Für kluge Köpfe in der Werkstatt

Die Nachwuchs-probleme in der Automobilbranche geht jetzt die staatliche Berufsschule Landsberg an. Schulleiter Oswald Kurr und die Lehrer haben das Projekt „Abi & Auto“ erarbeitet, bei dem Abiturienten im Kfz-Gewerbe ausgebildet werden. In verkürzter Lehrzeit von zweieinhalb Jahren können sie zum Abschluss als Kfz-Mechatroniker gelangen.

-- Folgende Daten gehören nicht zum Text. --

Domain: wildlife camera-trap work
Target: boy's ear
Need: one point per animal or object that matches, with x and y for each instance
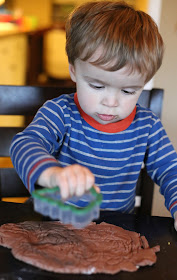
(72, 72)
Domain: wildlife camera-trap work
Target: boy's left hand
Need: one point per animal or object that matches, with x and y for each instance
(175, 220)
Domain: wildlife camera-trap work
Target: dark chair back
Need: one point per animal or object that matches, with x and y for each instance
(25, 101)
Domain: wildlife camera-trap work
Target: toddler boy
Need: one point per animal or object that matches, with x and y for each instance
(100, 135)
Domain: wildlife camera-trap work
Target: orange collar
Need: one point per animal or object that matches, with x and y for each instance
(111, 127)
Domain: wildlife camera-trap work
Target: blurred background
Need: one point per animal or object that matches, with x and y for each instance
(32, 51)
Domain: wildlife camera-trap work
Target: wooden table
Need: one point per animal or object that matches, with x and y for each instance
(158, 230)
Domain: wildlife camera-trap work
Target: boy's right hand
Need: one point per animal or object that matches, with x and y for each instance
(72, 180)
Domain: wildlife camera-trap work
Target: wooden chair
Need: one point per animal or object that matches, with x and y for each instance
(25, 101)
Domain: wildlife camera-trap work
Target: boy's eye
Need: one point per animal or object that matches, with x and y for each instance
(128, 92)
(96, 86)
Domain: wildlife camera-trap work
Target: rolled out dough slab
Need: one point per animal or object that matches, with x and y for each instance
(98, 248)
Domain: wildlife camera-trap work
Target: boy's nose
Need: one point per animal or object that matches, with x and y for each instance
(110, 101)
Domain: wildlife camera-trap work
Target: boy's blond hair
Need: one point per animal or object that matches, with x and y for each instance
(125, 36)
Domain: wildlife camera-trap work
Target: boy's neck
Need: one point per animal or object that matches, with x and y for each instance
(111, 127)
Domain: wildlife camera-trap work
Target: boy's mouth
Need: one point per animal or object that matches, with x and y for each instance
(106, 117)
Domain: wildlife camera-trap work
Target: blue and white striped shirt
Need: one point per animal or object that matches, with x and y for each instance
(60, 135)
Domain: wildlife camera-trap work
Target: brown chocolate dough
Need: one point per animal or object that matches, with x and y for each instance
(98, 248)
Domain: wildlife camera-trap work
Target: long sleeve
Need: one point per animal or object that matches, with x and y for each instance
(161, 164)
(34, 149)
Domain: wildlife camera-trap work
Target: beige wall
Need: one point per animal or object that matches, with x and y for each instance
(167, 78)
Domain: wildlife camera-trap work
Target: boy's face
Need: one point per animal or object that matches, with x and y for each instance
(106, 96)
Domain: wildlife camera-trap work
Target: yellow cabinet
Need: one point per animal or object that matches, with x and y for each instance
(13, 59)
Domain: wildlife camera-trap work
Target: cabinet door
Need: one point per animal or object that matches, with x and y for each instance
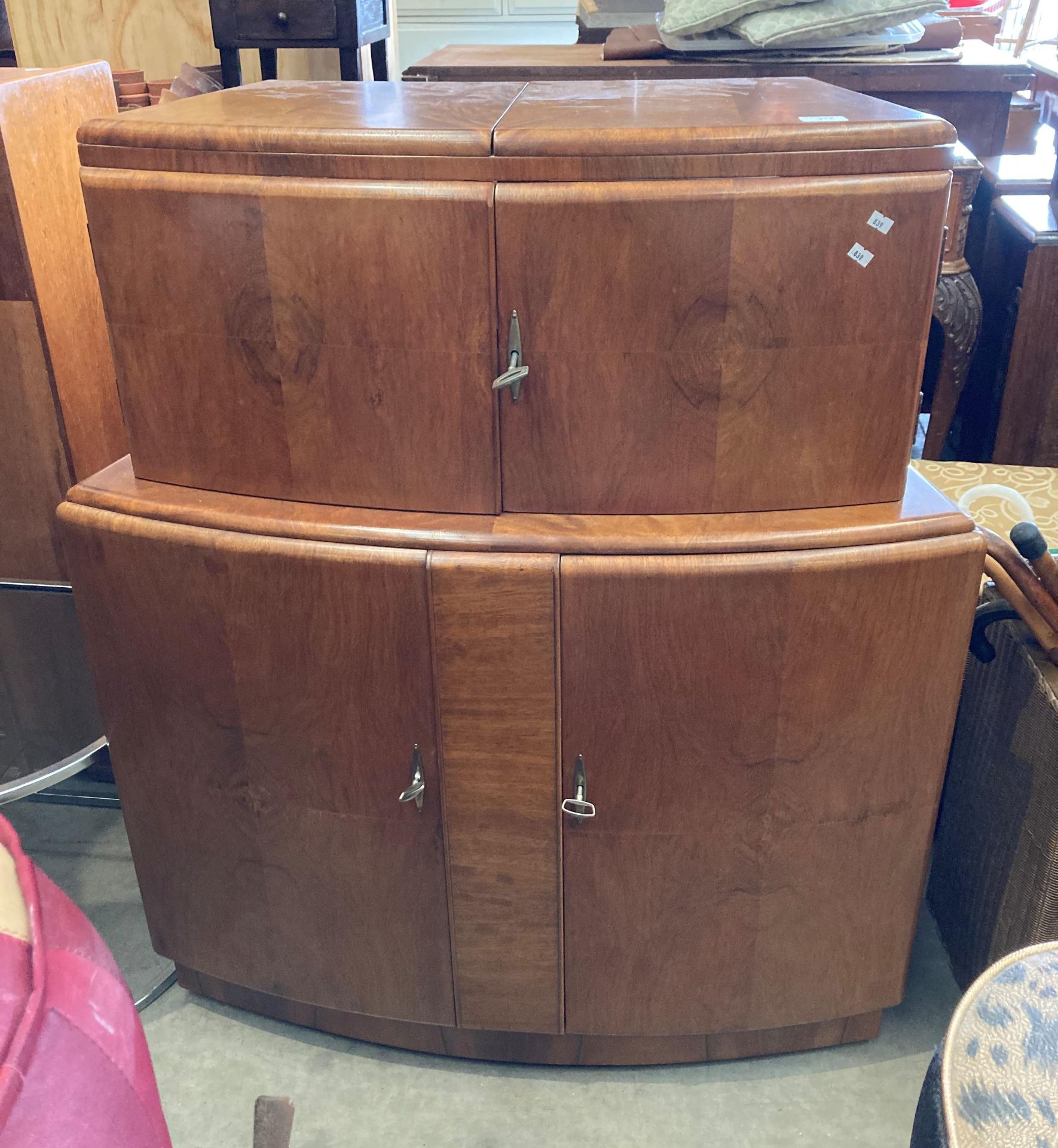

Gesteuert wird das Projekt von der Kfz-Innung München-Oberbayern. In diesem Schuljahr startet die erste Klasse mit momentan 13 Schülern, zwölf Jungen und einem Mädchen. Bisher ist es ein Modellversuch und damit in Bayern einmalig.

Die Idee zu „Abi & Auto“ entstand sozusagen aufgrund der Nachfrage. In Kfz-Betrieben fehlt es oft an geeigneten Nachfolgern für Führungspositionen. „Das Kfz-Handwerk ist High-tech. Wir brauchen kluge Köpfe, um auch in Zukunft bestehen zu können“, stellt die Innung das neue Ausbildungsprojekt vor. Es soll für Hochschulzugangsberechtigte eine „attraktive und erstrebenswerte Karriereoption“ zu einem Studium sein. Vor zwei Jahren unterhielt sich Kurr bei der Einweihung eines Landsberger Autohauses mit Hans Medele, dem Obermeister der hiesigen Kfz-Innung, über das Problem. Das Projekt war angedacht. Der Schulleiter sprach dann mit den Lehrern der Schule darüber – gemeinsam entwickelten sie ein Grundkonzept für eine verkürzte Ausbildung von Abiturienten. Dabei wurde der Ausbildungsplan „entrümpelt“ – für die Berufsschüler entfallen einige allgemeinbildende Unterrichts- inhalte, damit die verkürzte „Lehrzeit“ möglich ist. Das heißt in Fächern wie Deutsch und Sport werden Abstriche gemacht. Als frühere Gymnasiasten bringen sie schließlich eine andere schulische Vorbildung. Die Ausbildung zum Kfz-Mechatroniker wird um zwölf Monate verkürzt. Nach der Gesellenprüfung beginnt dann die Vorbereitung zur Prüfung zum Kfz-Servicetechniker. Die Projektteilnehmer können schließlich auch den Meistertitel im Kfz-Handwerk erwerben. Ab dem dritten Ausbildungsjahr werden ihnen dafür Kenntnisse für die Meisterprüfung vermittelt. Was den Erfolg von Abi & Auto betrifft, ist Kurr zuversichtlich: „Wir gehen davon aus, dass die Nachfrage steigt – besonders wenn der doppelte Abiturjahrgang kommt.“ Neues etablieren Kurr ist die Weiterentwicklung der Berufsschule sehr wichtig. Auch wenn er das Wort „innovativ“ nicht gern benutzt, bezeichnet es doch das, wofür die Berufsschule seiner Ansicht nach stehen soll. Im Moment hat der Schulleiter mal noch keine neuen Ideen. Zunächst, erzählt Kurr, müsse erst einmal das Schuljahr anlaufen. Und in diesem ist nicht nur das Projekt „Abi & Auto“ neu, sondern auch die erste Berufsoberschulklasse „Technik“, die im Juli dieses Jahres genehmigt wurde. Bevorsteht zudem die Einweihung des Erweiterungsbaus und die Halle für Mechatroniker am nächsten Mittwoch.